Over the past decade, advances in informatics have had a '10X' effect on the life sciences, catapulting the genomics revolution and helping to lead the way to the era of personalised medicine. Today, information technology is a ubiquitous part of every research laboratory, complementing traditional laboratory research with knowledge-rich tools for biological studies.
The completion of the Human Genome Project has shifted research emphasis to the functional aspects of cell biology, including the role of proteins and pathways.
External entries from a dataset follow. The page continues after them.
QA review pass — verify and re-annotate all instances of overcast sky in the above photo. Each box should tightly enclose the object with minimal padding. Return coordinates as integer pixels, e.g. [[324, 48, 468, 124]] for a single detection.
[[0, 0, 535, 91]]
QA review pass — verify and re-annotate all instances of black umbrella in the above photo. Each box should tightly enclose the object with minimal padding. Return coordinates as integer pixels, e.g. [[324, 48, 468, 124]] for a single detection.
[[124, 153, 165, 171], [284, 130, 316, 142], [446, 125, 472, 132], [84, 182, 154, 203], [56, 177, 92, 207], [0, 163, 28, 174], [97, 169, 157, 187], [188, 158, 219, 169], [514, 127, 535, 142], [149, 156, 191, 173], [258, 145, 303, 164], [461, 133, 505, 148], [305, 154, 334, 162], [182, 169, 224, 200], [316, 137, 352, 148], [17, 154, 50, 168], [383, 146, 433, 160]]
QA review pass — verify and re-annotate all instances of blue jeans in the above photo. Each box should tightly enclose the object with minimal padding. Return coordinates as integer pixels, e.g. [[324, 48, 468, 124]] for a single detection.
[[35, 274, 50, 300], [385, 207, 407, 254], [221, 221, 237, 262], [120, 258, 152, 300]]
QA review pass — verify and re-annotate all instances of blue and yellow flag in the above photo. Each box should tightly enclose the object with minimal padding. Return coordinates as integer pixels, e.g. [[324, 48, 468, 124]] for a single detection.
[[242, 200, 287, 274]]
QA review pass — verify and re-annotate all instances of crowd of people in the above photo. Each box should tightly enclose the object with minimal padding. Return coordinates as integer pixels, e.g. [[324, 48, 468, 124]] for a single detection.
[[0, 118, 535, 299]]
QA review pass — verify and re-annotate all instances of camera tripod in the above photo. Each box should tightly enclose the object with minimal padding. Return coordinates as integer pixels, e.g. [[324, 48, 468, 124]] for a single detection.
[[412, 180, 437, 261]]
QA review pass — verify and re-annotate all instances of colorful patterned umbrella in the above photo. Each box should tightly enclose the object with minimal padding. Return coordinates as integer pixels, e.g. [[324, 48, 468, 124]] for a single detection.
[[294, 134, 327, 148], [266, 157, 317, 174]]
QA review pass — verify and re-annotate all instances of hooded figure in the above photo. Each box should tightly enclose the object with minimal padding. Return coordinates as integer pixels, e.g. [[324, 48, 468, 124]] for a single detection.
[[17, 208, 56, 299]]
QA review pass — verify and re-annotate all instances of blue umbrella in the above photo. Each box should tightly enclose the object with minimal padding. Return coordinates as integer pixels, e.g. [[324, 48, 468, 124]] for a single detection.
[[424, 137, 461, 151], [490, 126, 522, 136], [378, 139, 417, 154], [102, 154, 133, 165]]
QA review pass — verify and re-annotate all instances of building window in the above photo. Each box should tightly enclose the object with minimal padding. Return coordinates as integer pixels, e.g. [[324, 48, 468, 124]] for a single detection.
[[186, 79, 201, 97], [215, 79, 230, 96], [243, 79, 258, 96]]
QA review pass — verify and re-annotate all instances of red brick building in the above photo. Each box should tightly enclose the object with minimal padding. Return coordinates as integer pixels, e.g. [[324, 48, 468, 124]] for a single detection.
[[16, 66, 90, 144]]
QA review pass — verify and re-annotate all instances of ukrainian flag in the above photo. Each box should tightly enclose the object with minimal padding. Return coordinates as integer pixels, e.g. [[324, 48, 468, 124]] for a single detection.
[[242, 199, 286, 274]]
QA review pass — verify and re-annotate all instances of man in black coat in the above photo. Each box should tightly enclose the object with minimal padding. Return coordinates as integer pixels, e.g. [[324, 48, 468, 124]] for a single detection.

Today, proteomic research is generating terabytes of data and, compared with genomic data, these data are much more complex due to the structure of proteins and the multiple pathways in which they are involved.
In fact, the next wave of critical advances in mass spectrometry, a fundamental proteomics tool, is more likely to be in the informatics for mining the data produced from the machines than in instrument improvements alone.
An example of one such advance is the Applied Biosystems 4700 Proteomics Discovery System, which enables a new class of powerful experiments called Results Dependent Analysis (RDA). In RDA, protein identification resulting from mass spectrometry drives the further acquisition of data from complex samples, and the automatic searching of these results against protein databases to derive definitive identification. Further, the software provides direct links to biological/molecular function, SNP sites, alternate splice forms, and comprehensive genetic information available online through the Celera Discovery System.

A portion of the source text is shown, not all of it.